Мари не пошевелилась, продолжая белым привидением стоять у края кровати. Элиза посмотрела ей в лицо – и отшатнулась невольно, испугавшись чего-то невиданного в нем.

…Княгиня Волконская выехала от тетки рано утром, не дожидаясь своего брата, взяв с собой только кормилицу с ребенком. Элиза боялась реакции Александра, но и его она не увидела, даже не поинтересовавшись у матери, опять растратившей весь свой гнев на поступок Мари, куда делся ее кузен.

VI. Варвара


Мари была почти счастлива, добравшись до Яготино и узрев подъездную аллею к господскому дому. И даже малыш разделил ее радость, впервые перестав хмуриться и плакать. Она знала, что там ее примут радушно. Еще будучи невестой, а не женой, княгиня могла убедиться в расположении этой ветви семейства Волконских. И не могла понять, почему же Серж особо не близок с ними, называет брата на «Вы» и несколько сторонится своей невестки, милой Barbe. Здесь, в Яготино, она чувствовала себя почти как дома, и, по мере того, как ее экипаж приближался к крыльцу, все больше думала о том, что было бы хорошо тут и остаться, укрыться от чужих взглядов и советов. А Варвара как-то договорится с Софи, да и князь Николай сделает что-то полезное. Главное, ежели сюда вздумает явиться ее брат…

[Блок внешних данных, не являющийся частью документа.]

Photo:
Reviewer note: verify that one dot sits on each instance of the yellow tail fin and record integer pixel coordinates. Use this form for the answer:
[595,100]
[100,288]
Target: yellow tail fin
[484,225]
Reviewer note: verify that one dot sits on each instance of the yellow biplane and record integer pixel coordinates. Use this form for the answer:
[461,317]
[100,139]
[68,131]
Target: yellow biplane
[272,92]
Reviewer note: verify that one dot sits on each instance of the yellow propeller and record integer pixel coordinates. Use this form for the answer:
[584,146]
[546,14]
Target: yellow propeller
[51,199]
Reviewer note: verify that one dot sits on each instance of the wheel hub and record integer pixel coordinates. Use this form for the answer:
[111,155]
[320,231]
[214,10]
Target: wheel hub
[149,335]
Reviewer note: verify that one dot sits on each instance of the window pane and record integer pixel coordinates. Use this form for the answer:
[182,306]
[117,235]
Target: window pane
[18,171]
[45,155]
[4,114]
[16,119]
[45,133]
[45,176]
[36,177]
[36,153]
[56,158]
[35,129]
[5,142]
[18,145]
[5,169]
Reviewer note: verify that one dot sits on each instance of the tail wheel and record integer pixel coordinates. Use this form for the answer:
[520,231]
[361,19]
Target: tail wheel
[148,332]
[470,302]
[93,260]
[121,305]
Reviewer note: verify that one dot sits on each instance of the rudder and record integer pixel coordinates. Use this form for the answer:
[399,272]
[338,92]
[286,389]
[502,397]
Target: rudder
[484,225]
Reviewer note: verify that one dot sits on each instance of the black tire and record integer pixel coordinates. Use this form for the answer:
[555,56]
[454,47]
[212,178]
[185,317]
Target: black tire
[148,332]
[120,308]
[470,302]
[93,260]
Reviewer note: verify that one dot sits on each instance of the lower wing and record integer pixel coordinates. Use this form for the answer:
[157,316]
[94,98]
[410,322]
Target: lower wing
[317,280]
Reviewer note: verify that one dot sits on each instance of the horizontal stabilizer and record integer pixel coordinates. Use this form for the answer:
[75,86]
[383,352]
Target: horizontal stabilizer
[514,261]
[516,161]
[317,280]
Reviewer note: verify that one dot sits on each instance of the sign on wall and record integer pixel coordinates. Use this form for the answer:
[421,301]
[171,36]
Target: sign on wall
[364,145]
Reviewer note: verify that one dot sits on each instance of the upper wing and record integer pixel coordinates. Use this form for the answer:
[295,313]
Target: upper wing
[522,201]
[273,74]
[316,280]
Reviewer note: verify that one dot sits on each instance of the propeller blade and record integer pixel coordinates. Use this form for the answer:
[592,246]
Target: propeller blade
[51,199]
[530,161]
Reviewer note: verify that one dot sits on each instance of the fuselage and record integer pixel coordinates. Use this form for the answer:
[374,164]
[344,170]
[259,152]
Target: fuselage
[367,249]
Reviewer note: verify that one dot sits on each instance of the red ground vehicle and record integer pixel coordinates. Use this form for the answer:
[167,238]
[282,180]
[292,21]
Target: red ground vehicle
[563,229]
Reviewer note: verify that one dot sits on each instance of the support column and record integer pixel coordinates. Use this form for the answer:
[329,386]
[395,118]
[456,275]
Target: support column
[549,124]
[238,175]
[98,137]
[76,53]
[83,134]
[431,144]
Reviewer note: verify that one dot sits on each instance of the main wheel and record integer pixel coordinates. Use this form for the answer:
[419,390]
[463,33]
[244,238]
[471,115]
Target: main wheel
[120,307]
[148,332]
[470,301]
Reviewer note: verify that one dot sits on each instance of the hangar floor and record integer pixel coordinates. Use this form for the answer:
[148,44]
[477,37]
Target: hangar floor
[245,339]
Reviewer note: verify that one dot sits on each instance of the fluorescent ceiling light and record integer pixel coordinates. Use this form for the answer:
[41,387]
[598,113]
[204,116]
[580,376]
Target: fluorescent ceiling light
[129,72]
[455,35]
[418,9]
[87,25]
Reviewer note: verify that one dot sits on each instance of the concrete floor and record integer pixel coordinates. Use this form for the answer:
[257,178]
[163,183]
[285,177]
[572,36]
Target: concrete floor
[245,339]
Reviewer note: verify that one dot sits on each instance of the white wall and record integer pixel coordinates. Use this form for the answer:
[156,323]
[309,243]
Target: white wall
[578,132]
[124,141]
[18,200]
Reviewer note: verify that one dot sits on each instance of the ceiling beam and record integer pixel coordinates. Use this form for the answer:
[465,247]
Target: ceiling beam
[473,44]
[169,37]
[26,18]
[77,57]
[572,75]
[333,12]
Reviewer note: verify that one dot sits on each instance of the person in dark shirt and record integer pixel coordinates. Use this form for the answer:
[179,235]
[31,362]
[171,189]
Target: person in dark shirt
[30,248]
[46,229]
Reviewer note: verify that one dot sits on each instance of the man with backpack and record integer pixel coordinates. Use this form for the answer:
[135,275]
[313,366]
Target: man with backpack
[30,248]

…Мари здесь уже ждали. Сойдя на крыльцо, она упала в объятья своей belle-soeur, высокой, суховатой женщины с красивым, пусть и уже подвядшим лицом и печальными карими глазами. Женщины, не стыдясь никого, заплакали в голос. А потом пришел черед восхищаться малышом – лицо княгини Варвары просветлело, она взяла его от няньки, не обращая внимания на возмущенный рев маленького князя Николая, покрыла его поцелуями и выдохнула: «Как же он похож-то!» Потом, словно спохватившись, она начала распоряжаться обедом. Князя Николая не было дома. «Вы разминулись с ним буквально на два дня, он уехал в Петербург. Известно, зачем…», – проговорила его супруга.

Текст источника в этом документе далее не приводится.